Of those 70, 27 - or 38% - were minorities, and that’s without targeted recruitment. In many ways, prisons are ideal for clinical human research.
Not everyone agrees though, as the history of clinical trials in these settings prove. When Joseph Califano, former Secretary of Health, Education and Welfare under President Jimmy Carter, announced his intention to ban all human research in prisons and urged the FDA to do the same in response to pressure from advocates - the ACLU had already passed a resolution supporting the ban of biological research on inmates - a group of Michigan inmates sued to protect their right to participate in clinical research. Califano’s ban never fully materialized; it’s been officially stayed for 39 years because of the litigation.
The limbo likely explains why there’s no central repository of data on clinical trials on prisoners that would help companies like Moderna or Pfizer make better recruiting decisions. In 2006, the Institute of Medicine (now the National Academy of Medicine) issued a report that recommended improving access to clinical trials for inmates, but it had little effect.
Starting studies in prisons shouldn’t be an insurmountable challenge for large pharmaceutical companies; such trials are completely legal and have only one additional requirement: creating a separate Institutional Review Board to include at least one inmate member to certify the study to the Office of Human Research Protections of the Department of Health and Human Services. That’s easy for companies like Moderna and Pfizer.
It’s been done relatively recently. Drug maker Alkermes ran a randomized double-blind trial of its injectable Vivitrol in correctional facilities between 2011 and 2014. Eighty-five percent of participants were Black.
The idea that investigators would focus recruitment for clinical trials in a target-rich environment almost makes too much sense - which begs the question of why none of these endeavors have included prisons so far.
The simple answer is that protectors of prisoners thwart it. The outcry over the Bureau of Prisons’ $60,000 order of hydroxychloroquine in April was a decent enough indication that entering prisons for this research will face public backlash. Even though the BOP admitted that it purchased the drugs for incarcerated COVID patients who were started on hydroxychloroquine in local hospitals, it wasn’t enough to convince people that the purchase wasn’t the second coming of the Tuskegee Syphilis Study.
Whatever the motivation is behind it, preventing quick and ethical recruitment of minority study subjects is just further politicization of the vaccine process. If a path to a shot’s safety and efficacy winds through a willing, minority-heavy, high-risk population, then it shouldn’t matter who they are, where they live - or what they did.

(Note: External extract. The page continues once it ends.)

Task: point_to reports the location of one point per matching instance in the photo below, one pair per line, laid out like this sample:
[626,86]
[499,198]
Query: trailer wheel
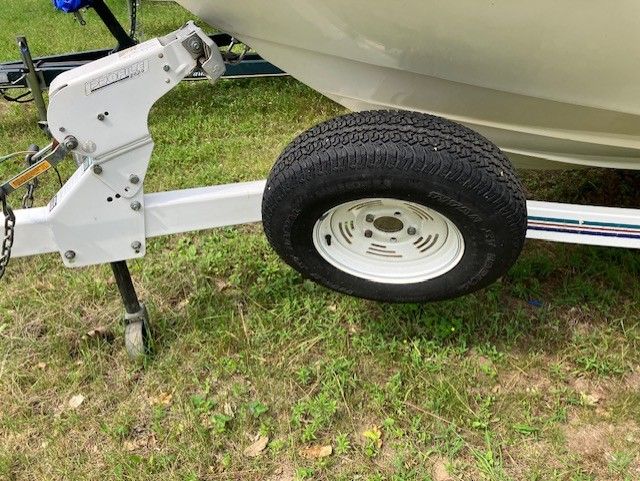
[395,206]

Of course, advocates are right to pay attention to voluntariness of participation in prisons. Experts have debated an inmate’s capacity to consent for decades.
Prisons are generally coercive; offers that appear to be choices aren’t always so.
But not so much that we should ignore prisons as clinical trial sites, especially when our lives are on the line. It will take guts on the part of the drug companies, but that temerity will be the only difference between a trial in prison and one on the street. We’d be in better shape now if they’d taken this risk earlier.